ADDIS ABABA, Ethiopia
Clad in all-white traditional Ethiopian dress, thousands of Ethiopian Orthodox Christians Wednesday beat drums and sang religious songs to celebrate Epiphany in the capital Addis Ababa.
Inscribed by UNESCO in 2019 as one of the world’s highly valued intangible cultural heritage, Ethiopia’s commemoration of the baptism of Jesus is a two-day religious and cultural extravaganza that began on Monday afternoon and was marked throughout the country.
Orthodox Christians, who constitute 43% of Ethiopia's estimated 120 million population, accompanied the priests who carried the Holy Tablets (replicas of the Ark of Covenant) of the city’s 80 churches to designated public spaces in various parts of the capital.
However, Wednesday’s main celebration took place at the city’s open-air Jan Meda sports venue under heavy police presence.
A notable absentee at this year’s celebration is the Patriarch of Ethiopian Orthodox Church (EOC) Abune Mathias who fell ill.
The priests sprinkled the holy water on the participants.
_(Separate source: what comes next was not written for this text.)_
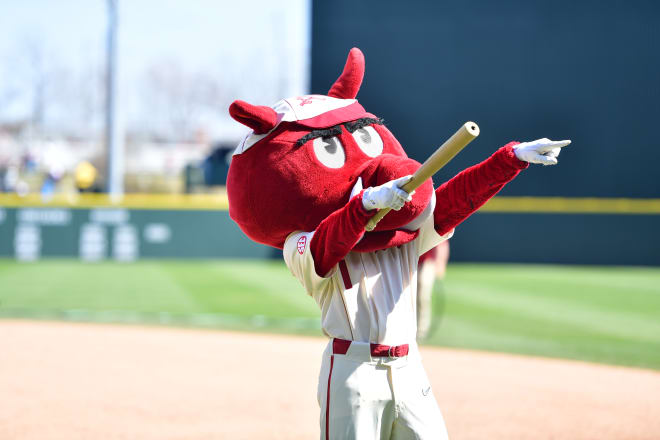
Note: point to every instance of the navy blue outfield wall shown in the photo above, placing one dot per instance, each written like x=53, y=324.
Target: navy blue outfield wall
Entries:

Bishop Melke Tsadik said that Epiphany is an embodiment of a belief and a culture of unity and togetherness.
“We shall maintain the originality of the celebration and peace and unity of Ethiopia,” he added.
Ayele Neguse, who participated in the celebration, told Anadolu Agency that this year’s colorful commemoration of the baptism of Jesus will help elevate our spirits depressed by the war.
“We pray for peace and unity of the church,” he noted.
The Epiphany day marks the beginning of Orthodox Christmas celebrations, later than Dec. 25 – the date for many other Christians – due to different traditional calendars. It is one of the Orthodox Church’s most important holidays, commemorating Jesus’ baptism in the River Jordan.